Caroline Horton's visceral but ineffectual satire on tax havens
This review is of 'Islands's run at London's Bush Theatre in January
There’s a scene deep, deep into Caroline Horton’s rambling satirical cabaret ‘Islands’ where it all actually comes together. The credit crunch has just ravaged the show’s lurid allegorical world, and the giggling, grotesque super-rich – led by Horton’s Mammon-like Mary – have just received a bollocking from the powers that be. They promise to be good, to be responsible from now on… then cautiously Mary suggests they might have some plain scones to celebrate. They look around warily. Nobody stops them. So they order some jam. Nobody stops them. Then some cream. Nobody stops them. Then some champagne. Then caviar. Then a taxi. Then a private jet. Then a holiday to Ibiza. Then Miami. By now they’re cackling and screeching and whooping in delirium, laughing like children who’ve just found out that Santa Claus is in fact real. It’s not the subtlest allegory for how the super-rich have bounced back while our wages have stagnated. But it is a tremendously powerful one.
Would that the rest of ‘Islands’ had anything like its vivid kick.
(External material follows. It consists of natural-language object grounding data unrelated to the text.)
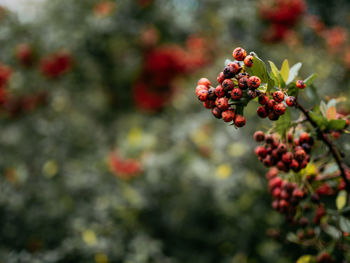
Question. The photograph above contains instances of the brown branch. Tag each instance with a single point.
(332, 148)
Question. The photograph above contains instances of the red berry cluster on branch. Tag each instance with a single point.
(273, 107)
(292, 155)
(236, 88)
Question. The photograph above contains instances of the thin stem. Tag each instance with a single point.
(332, 148)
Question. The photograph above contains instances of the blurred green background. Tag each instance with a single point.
(107, 155)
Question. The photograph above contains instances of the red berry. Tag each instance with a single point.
(284, 195)
(287, 157)
(248, 61)
(275, 182)
(204, 81)
(267, 161)
(300, 84)
(200, 87)
(263, 99)
(243, 82)
(209, 104)
(202, 95)
(303, 222)
(222, 103)
(282, 148)
(294, 165)
(229, 72)
(242, 74)
(275, 204)
(283, 204)
(221, 77)
(279, 109)
(236, 94)
(300, 155)
(251, 94)
(269, 139)
(254, 82)
(259, 136)
(228, 84)
(239, 54)
(304, 138)
(278, 96)
(216, 112)
(275, 155)
(273, 172)
(281, 166)
(290, 101)
(236, 66)
(261, 151)
(298, 193)
(276, 192)
(219, 91)
(211, 93)
(270, 104)
(240, 121)
(262, 112)
(228, 115)
(324, 258)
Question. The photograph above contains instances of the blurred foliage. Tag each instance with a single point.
(70, 191)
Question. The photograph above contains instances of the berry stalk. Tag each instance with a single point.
(332, 148)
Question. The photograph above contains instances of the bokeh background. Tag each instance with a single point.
(107, 155)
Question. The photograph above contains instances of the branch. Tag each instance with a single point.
(332, 148)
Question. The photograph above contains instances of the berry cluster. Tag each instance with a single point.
(235, 85)
(273, 107)
(286, 195)
(293, 155)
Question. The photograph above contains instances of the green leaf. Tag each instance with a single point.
(293, 72)
(276, 75)
(285, 70)
(259, 69)
(336, 125)
(312, 94)
(308, 81)
(305, 259)
(283, 123)
(341, 199)
(333, 232)
(332, 103)
(323, 108)
(344, 224)
(319, 119)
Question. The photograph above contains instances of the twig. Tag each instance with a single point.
(332, 148)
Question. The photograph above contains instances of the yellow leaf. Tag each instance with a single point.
(305, 259)
(331, 113)
(341, 200)
(223, 171)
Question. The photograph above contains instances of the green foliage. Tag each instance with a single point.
(259, 69)
(293, 72)
(284, 123)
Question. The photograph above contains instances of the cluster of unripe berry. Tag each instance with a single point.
(274, 107)
(286, 195)
(293, 155)
(234, 84)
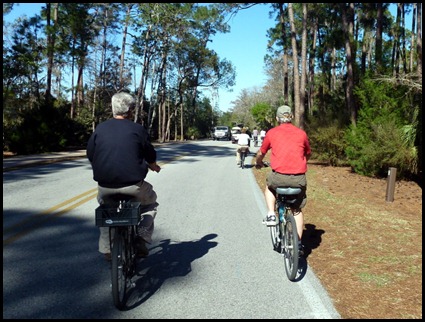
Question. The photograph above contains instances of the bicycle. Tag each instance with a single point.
(243, 152)
(121, 215)
(284, 234)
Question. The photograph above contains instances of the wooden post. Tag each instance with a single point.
(391, 184)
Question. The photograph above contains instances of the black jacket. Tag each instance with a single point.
(118, 151)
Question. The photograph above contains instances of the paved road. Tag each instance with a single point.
(210, 258)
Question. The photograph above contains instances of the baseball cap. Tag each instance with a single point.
(282, 110)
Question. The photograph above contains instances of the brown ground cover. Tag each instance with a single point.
(366, 251)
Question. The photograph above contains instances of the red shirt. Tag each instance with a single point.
(289, 149)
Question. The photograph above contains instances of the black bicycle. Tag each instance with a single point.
(121, 215)
(284, 235)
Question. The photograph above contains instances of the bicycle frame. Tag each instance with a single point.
(121, 216)
(284, 235)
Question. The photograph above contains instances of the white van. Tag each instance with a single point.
(236, 130)
(222, 133)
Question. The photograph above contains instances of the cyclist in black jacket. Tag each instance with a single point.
(120, 153)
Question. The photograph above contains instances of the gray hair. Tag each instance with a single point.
(284, 119)
(122, 104)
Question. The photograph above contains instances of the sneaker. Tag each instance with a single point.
(141, 249)
(301, 251)
(271, 220)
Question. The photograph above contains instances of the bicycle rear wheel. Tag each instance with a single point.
(118, 274)
(242, 160)
(290, 246)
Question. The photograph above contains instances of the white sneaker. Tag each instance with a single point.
(270, 220)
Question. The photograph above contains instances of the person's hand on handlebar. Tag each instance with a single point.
(154, 167)
(259, 165)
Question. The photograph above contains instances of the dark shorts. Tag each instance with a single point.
(275, 179)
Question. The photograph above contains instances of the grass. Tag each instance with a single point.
(366, 252)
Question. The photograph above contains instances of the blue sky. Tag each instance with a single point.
(245, 46)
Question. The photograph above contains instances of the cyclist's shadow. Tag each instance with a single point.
(167, 260)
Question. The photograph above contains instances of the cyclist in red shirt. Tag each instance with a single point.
(290, 151)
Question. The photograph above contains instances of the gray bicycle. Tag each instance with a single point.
(121, 216)
(284, 234)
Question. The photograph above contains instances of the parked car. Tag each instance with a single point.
(222, 133)
(236, 130)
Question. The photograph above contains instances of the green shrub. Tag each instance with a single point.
(384, 134)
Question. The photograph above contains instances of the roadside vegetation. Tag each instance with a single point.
(351, 72)
(366, 252)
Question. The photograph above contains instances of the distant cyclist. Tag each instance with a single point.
(243, 145)
(255, 136)
(262, 135)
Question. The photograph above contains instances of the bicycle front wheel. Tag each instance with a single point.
(118, 274)
(290, 246)
(276, 236)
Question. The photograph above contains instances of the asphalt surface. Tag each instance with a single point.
(23, 161)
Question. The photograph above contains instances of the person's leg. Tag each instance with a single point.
(299, 220)
(270, 200)
(147, 197)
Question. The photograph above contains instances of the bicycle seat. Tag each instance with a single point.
(287, 191)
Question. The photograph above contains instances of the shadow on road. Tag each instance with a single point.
(167, 260)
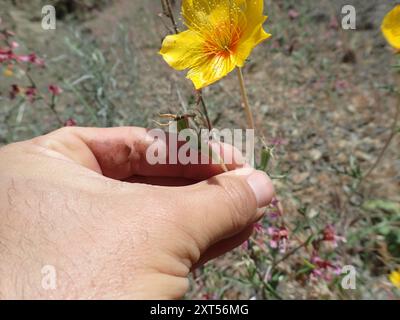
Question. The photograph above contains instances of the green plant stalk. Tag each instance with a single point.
(245, 100)
(393, 132)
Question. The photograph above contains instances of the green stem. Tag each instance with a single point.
(245, 100)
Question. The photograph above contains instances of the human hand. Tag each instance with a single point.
(86, 201)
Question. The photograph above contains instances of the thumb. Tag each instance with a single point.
(225, 205)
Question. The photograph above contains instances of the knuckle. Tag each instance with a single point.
(237, 199)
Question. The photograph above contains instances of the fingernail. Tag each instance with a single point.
(261, 185)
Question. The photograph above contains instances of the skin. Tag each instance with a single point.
(86, 202)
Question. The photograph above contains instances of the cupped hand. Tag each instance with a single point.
(86, 202)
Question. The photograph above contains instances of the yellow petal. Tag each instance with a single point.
(210, 71)
(181, 51)
(391, 27)
(203, 15)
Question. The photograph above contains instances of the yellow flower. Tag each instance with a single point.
(221, 35)
(391, 27)
(394, 278)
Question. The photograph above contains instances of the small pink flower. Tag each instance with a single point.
(279, 238)
(5, 55)
(30, 93)
(293, 14)
(55, 90)
(329, 234)
(324, 269)
(341, 85)
(15, 90)
(31, 58)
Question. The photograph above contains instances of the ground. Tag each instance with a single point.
(321, 94)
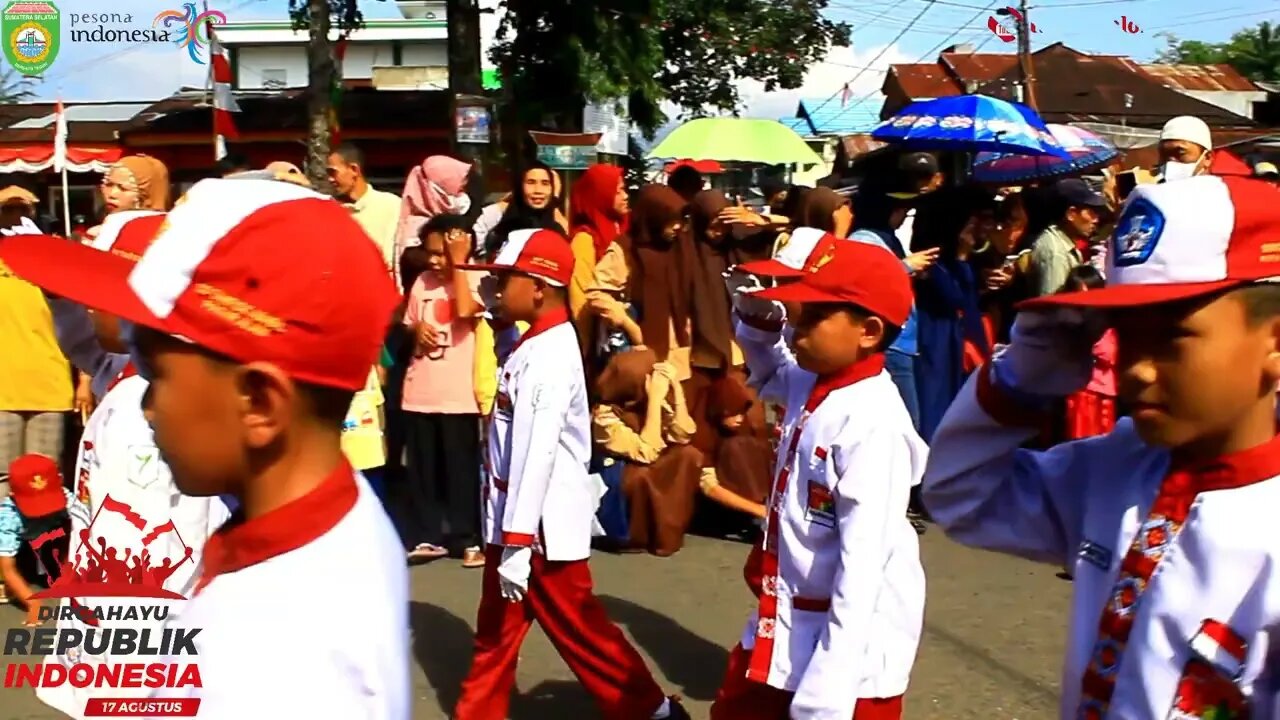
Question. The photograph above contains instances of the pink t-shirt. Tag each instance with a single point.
(443, 381)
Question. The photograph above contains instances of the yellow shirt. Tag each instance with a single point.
(485, 379)
(362, 432)
(33, 373)
(378, 213)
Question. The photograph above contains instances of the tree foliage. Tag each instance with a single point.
(1253, 51)
(554, 54)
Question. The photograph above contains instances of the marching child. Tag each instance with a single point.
(255, 338)
(540, 505)
(837, 574)
(118, 468)
(1169, 520)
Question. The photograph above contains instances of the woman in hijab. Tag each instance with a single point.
(949, 322)
(135, 182)
(643, 420)
(827, 210)
(438, 186)
(659, 285)
(598, 208)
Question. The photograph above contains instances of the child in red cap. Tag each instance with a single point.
(37, 506)
(837, 573)
(540, 505)
(1168, 522)
(259, 309)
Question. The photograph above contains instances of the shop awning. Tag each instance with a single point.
(40, 158)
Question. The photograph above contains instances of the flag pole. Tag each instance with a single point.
(67, 192)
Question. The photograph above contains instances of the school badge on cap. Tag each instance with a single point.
(1137, 233)
(1185, 240)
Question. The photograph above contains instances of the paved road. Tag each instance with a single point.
(991, 651)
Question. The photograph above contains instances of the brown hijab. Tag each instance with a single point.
(818, 206)
(704, 269)
(152, 180)
(658, 283)
(622, 384)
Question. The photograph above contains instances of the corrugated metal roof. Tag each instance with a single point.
(819, 115)
(1072, 86)
(1221, 77)
(114, 113)
(924, 80)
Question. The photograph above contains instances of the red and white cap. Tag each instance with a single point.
(1187, 238)
(539, 253)
(255, 270)
(800, 250)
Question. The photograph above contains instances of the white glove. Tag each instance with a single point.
(513, 572)
(26, 227)
(1050, 352)
(741, 287)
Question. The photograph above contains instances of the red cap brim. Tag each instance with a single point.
(496, 268)
(769, 268)
(80, 273)
(45, 502)
(798, 292)
(1129, 295)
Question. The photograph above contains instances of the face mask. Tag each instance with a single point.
(1173, 171)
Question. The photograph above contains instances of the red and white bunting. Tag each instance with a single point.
(224, 100)
(59, 137)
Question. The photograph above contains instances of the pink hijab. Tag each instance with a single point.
(435, 187)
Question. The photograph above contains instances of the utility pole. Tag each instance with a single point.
(1024, 57)
(464, 60)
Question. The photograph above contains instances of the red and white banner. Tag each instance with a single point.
(40, 158)
(224, 100)
(59, 137)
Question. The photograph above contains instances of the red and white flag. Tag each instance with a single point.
(224, 100)
(59, 137)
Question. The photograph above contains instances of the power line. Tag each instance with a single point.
(878, 55)
(927, 53)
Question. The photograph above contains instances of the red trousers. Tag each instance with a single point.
(740, 698)
(562, 601)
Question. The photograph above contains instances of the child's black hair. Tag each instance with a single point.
(1261, 301)
(1086, 277)
(329, 405)
(443, 223)
(862, 314)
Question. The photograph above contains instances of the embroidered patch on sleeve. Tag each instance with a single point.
(1095, 555)
(821, 506)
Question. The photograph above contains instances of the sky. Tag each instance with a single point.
(885, 32)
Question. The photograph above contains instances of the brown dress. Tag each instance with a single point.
(662, 474)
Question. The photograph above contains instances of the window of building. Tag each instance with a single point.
(275, 78)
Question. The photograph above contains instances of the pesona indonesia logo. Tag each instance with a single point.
(191, 30)
(187, 28)
(110, 637)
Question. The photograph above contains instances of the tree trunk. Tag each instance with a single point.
(320, 78)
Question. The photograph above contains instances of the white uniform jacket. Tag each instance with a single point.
(538, 491)
(1176, 593)
(841, 584)
(133, 506)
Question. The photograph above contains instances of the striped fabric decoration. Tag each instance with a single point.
(224, 101)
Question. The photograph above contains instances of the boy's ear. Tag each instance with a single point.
(873, 333)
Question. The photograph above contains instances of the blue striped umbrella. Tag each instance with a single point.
(969, 123)
(1086, 151)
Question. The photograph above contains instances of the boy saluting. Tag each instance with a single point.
(1168, 522)
(539, 505)
(254, 336)
(837, 573)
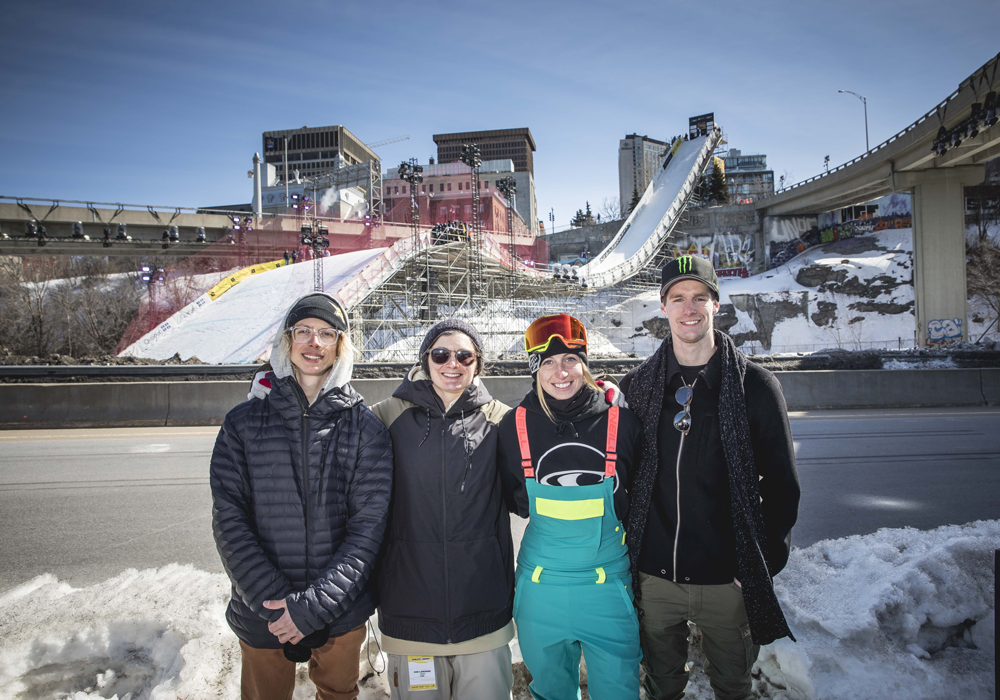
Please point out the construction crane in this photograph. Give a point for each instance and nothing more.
(375, 145)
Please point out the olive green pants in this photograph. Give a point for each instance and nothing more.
(722, 618)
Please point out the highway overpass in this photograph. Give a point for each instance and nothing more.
(912, 161)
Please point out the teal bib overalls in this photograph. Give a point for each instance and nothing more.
(574, 589)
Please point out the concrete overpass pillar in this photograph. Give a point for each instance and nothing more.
(939, 250)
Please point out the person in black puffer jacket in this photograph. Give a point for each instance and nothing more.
(446, 585)
(301, 483)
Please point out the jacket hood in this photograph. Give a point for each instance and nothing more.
(281, 364)
(417, 388)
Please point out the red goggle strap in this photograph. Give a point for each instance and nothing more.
(612, 444)
(522, 441)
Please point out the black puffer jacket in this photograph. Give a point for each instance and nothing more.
(316, 552)
(448, 574)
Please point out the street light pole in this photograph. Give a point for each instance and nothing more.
(865, 103)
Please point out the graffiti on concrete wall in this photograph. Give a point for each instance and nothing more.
(731, 253)
(944, 331)
(786, 237)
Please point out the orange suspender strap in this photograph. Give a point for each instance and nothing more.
(609, 465)
(522, 440)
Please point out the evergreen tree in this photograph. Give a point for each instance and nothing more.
(718, 188)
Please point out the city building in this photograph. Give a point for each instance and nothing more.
(639, 157)
(446, 195)
(516, 145)
(313, 150)
(748, 177)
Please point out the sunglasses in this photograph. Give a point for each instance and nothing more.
(303, 334)
(682, 421)
(562, 326)
(440, 356)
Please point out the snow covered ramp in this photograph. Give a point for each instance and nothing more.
(654, 217)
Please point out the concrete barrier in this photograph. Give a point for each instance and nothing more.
(126, 404)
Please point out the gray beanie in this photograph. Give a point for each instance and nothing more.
(451, 324)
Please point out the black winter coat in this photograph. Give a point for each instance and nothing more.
(316, 552)
(448, 573)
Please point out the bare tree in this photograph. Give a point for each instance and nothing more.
(982, 274)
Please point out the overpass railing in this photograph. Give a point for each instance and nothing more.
(936, 111)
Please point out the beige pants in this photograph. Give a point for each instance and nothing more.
(483, 676)
(334, 669)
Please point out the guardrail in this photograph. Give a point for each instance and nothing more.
(124, 404)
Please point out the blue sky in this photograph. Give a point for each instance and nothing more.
(164, 103)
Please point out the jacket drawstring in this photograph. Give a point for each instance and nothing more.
(468, 452)
(428, 431)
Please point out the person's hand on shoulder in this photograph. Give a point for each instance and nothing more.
(612, 392)
(261, 385)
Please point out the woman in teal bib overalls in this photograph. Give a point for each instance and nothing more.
(565, 456)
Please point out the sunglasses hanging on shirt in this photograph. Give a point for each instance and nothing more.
(684, 396)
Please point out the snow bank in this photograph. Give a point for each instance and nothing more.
(142, 635)
(899, 614)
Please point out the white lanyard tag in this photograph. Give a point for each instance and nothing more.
(421, 671)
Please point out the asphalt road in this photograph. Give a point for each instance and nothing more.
(86, 504)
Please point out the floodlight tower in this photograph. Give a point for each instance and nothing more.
(470, 156)
(508, 188)
(409, 172)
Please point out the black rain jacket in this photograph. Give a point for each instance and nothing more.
(300, 502)
(448, 573)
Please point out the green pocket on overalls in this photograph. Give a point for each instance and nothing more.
(582, 541)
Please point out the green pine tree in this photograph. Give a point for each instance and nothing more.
(718, 188)
(635, 200)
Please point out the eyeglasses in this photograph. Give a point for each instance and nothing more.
(303, 334)
(562, 326)
(440, 356)
(682, 421)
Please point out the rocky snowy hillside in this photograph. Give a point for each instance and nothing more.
(853, 294)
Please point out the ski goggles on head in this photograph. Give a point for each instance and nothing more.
(543, 330)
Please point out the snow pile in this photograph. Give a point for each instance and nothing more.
(897, 614)
(153, 634)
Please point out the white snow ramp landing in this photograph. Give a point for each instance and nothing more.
(240, 325)
(654, 217)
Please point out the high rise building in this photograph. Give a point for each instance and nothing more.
(639, 157)
(513, 144)
(314, 150)
(748, 177)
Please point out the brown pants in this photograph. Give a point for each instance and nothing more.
(334, 669)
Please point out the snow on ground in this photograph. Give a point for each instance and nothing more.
(239, 325)
(898, 614)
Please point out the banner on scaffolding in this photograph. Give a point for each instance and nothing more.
(240, 275)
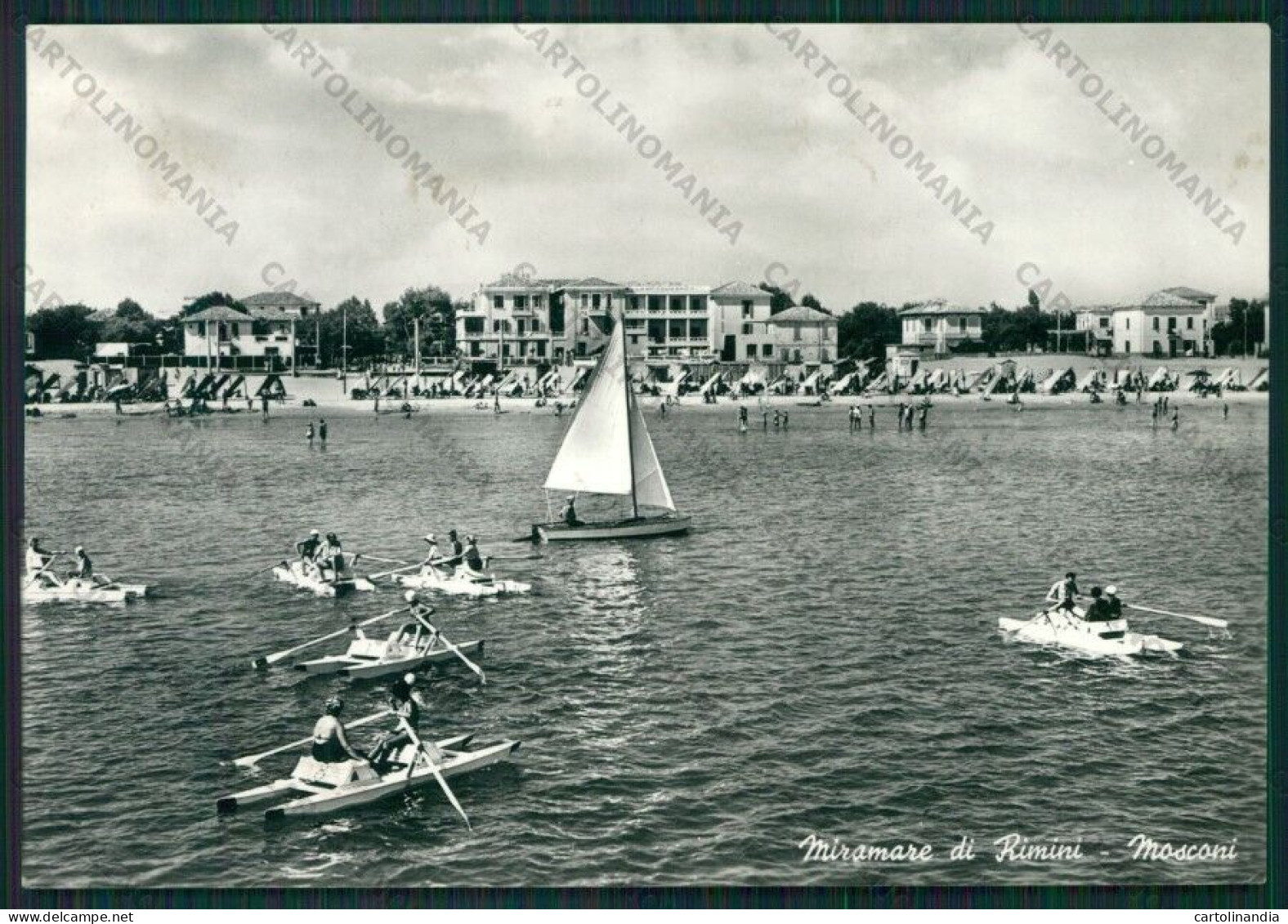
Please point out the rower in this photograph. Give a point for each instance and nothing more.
(1062, 593)
(1116, 605)
(330, 743)
(458, 550)
(406, 704)
(474, 563)
(1099, 610)
(308, 548)
(331, 555)
(431, 556)
(84, 566)
(39, 561)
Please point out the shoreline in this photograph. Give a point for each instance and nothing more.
(348, 407)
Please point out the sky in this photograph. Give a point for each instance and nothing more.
(816, 203)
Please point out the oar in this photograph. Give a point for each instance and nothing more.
(280, 655)
(447, 790)
(255, 758)
(397, 570)
(455, 650)
(1205, 621)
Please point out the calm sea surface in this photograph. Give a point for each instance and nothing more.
(820, 657)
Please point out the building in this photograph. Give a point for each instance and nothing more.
(804, 335)
(1162, 324)
(937, 326)
(262, 337)
(521, 321)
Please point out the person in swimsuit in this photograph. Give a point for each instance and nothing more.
(1099, 610)
(84, 566)
(308, 548)
(456, 551)
(474, 563)
(330, 743)
(331, 555)
(38, 561)
(1062, 592)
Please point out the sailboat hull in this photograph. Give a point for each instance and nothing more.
(633, 528)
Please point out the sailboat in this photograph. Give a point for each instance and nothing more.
(608, 451)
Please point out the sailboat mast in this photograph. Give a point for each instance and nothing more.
(630, 434)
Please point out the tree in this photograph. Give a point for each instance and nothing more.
(353, 322)
(780, 300)
(865, 330)
(1245, 328)
(130, 324)
(65, 333)
(210, 300)
(437, 315)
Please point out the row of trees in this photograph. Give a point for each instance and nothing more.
(74, 331)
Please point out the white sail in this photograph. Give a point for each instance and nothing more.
(595, 456)
(651, 488)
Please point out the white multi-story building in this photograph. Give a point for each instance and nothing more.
(519, 321)
(1162, 324)
(805, 335)
(261, 337)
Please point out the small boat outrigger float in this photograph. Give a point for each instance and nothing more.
(1068, 631)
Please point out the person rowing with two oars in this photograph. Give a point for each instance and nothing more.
(38, 563)
(474, 563)
(308, 547)
(330, 743)
(406, 704)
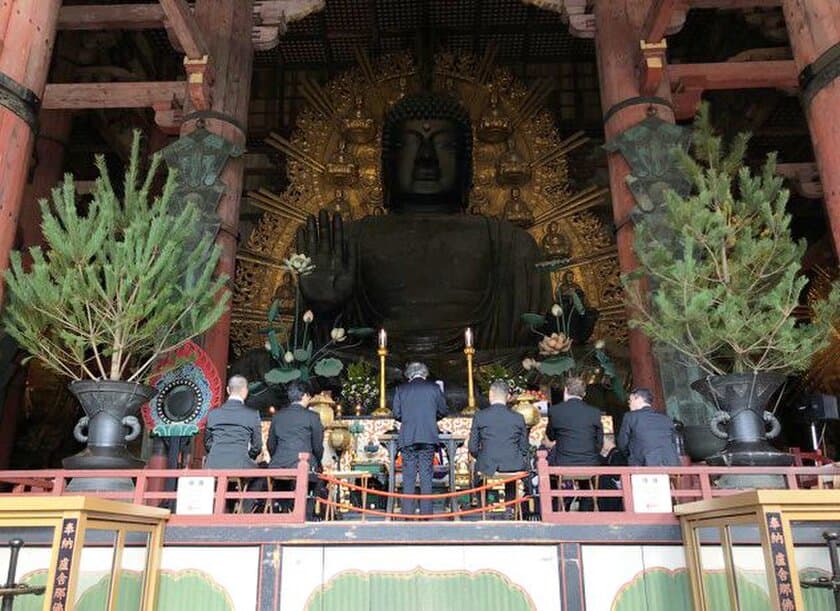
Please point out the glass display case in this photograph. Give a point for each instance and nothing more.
(776, 548)
(75, 553)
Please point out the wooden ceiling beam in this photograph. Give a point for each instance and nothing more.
(186, 30)
(80, 96)
(117, 17)
(689, 81)
(267, 13)
(734, 4)
(778, 74)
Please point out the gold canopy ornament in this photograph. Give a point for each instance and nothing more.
(338, 130)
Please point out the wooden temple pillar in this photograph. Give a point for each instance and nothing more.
(27, 35)
(618, 35)
(814, 31)
(50, 148)
(226, 27)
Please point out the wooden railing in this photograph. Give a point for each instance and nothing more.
(687, 484)
(150, 484)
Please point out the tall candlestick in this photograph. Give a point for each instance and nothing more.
(382, 410)
(469, 351)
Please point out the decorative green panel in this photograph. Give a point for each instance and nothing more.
(816, 599)
(31, 602)
(419, 590)
(189, 589)
(660, 589)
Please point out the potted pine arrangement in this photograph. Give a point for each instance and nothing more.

Horton is a mercurial and talented theatre maker, whose last show ‘Mess’ – a poignant comedy about anorexia – verged on genius. ‘Islands’ is a total change of tack, a satire on the phenomena of tax havens, in which Mary’s mega-wealthy posse live on a floating island called Haven, adrift from the concerns of the world below – which they call Shitworld.
So far so agit prop, but Horton’s decision to present the whole thing as an indulgently absurdist cabaret completely blunts the message. It’s a grinding mass of allegorical skits running the gamut from crass to bewildering, in which Horton’s Mary puts Adam (Simon Startin) and Eve (Hannah Ringham) through a series of obtuse scatological torments because, er, that’s the sort of thing the super rich do, I guess.
The frustration of ‘Islands’ is that it opens a week after BBC2’s lucid, angry Super Rich season. It could have been incredibly timely, but other than ‘tax havens are full of arseholes who hate us’ – which we already knew – it doesn’t have anything to say about its given subject, far more in love with its medium than its message. Genuinely impressive performances and a much stronger final third mean it’s not a dead loss, and in fact I’d kind of warmed to it by the end. But it’s not good satire, and next to the brilliant ‘Mess’ it is, unfortunately, a bit of a mess.